Isabelle Autissier appelle à défendre les océans : "La vie est venue de l'océan et s'il n'y a plus d'océans vivants, il n'y a plus d'humains sur terre"

Tous les jours, une personnalité s'invite dans le monde d'Élodie Suigo. Jeudi 25 septembre 2025, la navigatrice et dorénavant écrivaine Isabelle Autissier. Sa bande dessinée "Une bouteille à la mer" sort aujourd'hui aux éditions Futuropolis.

Article rédigé par Elodie Suigo
Radio France
Publié Mis à jour
Temps de lecture : 5min
Isabelle Autissier présente lors de la 47e édition du "Livre sur la place" à Nancy le 14 septembre 2025. (ALEXANDRE MARCHI / MAXPPP)
Isabelle Autissier présente lors de la 47e édition du "Livre sur la place" à Nancy le 14 septembre 2025. (ALEXANDRE MARCHI / MAXPPP)

Le nom d'Isabelle Autissier nous transporte presque automatiquement sur un voilier au large de la mer ou a minima au bord de l'eau, le visage rivé vers le grand large. La navigatrice est la première femme à avoir fait le tour du monde en solitaire, il y a un peu plus de 30 ans. Personne n'a oublié ces moments magiques. Aujourd'hui, Isabelle Autissier défend cette zone bleue, vitale et essentielle pour notre planète, mais qui s'abîme inexorablement depuis des années parce que les hommes n'en prennent pas soin. Elle publie, le 10 septembre, avec la dessinatrice et ancienne championne d'aviron Zelba, la bande dessinée Une bouteille à la mer, aux éditions Futuropolis. Un livre qui raconte à quel point il est important de redoubler d'efforts pour sauver les océans, et à quel point rien n'est perdu si chacun s'engage à préserver ce bien précieux.

franceinfo : Cela fait 40 ans, que vous nous alertez Isabelle Autissier sur l'état des océans. Certains disent que vous faites des vagues pour attirer notre attention. Est-ce qu'après 40 ans vous gardez encore espoir ?

Isabelle Autissier : Oui, parce qu'il faut garder espoir, sinon on se tire une balle et je n'en ai pas envie. Dès le début je me suis dit ce n'est pas un combat qu'on gagne ou qu'on perd, c'est une bataille permanente et on avance. De temps en temps, malheureusement, on recule. Il faut s'accrocher parce que le jeu en vaut grandement la chandelle. La vie est venue de l'océan et s'il n'y a plus d'océans vivants, il n'y a plus de terre vivante et il n'y a plus d'humains sur la terre. Donc c'est quand même un bel enjeu.

Dans "Une bouteille à la mer", il y a une sorte de rythmique, on se demande à quel moment cette bouteille va arrêter de dériver et à quel moment elle va s'échouer une bonne fois pour toutes dans les mains de celles et ceux qui peuvent encore faire des choses. C’est-à-dire, nous tous.

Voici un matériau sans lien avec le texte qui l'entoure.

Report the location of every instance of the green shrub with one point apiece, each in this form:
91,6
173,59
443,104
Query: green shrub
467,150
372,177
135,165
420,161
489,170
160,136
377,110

C'est la bande dessinée elle-même qui est cette bouteille à la mer et tous les gens qui vont lire cette BD vont pouvoir s'en saisir. Donc saisissez-vous de la bouteille et puis allez y rentrer dans la danse, rentrer dans le combat. Les choses ne changent pas parce qu'il y a trois personnes géniales qui trouvent une bonne idée.

"Les choses changent parce qu'à un moment donné, les comportements changent, les points de vue changent et c'est comme ça que cela avance."

Isabelle Autissier

franceinfo

Dès le départ, lorsque l'on ouvre cet ouvrage, vous nous parlez de l'eau, vous nous dites qu'on n'est pas propriétaires de cette eau qui nous fournit de l'oxygène par les planctons nécessaires au maintien de la vie sur Terre. C'est important de repréciser les choses ?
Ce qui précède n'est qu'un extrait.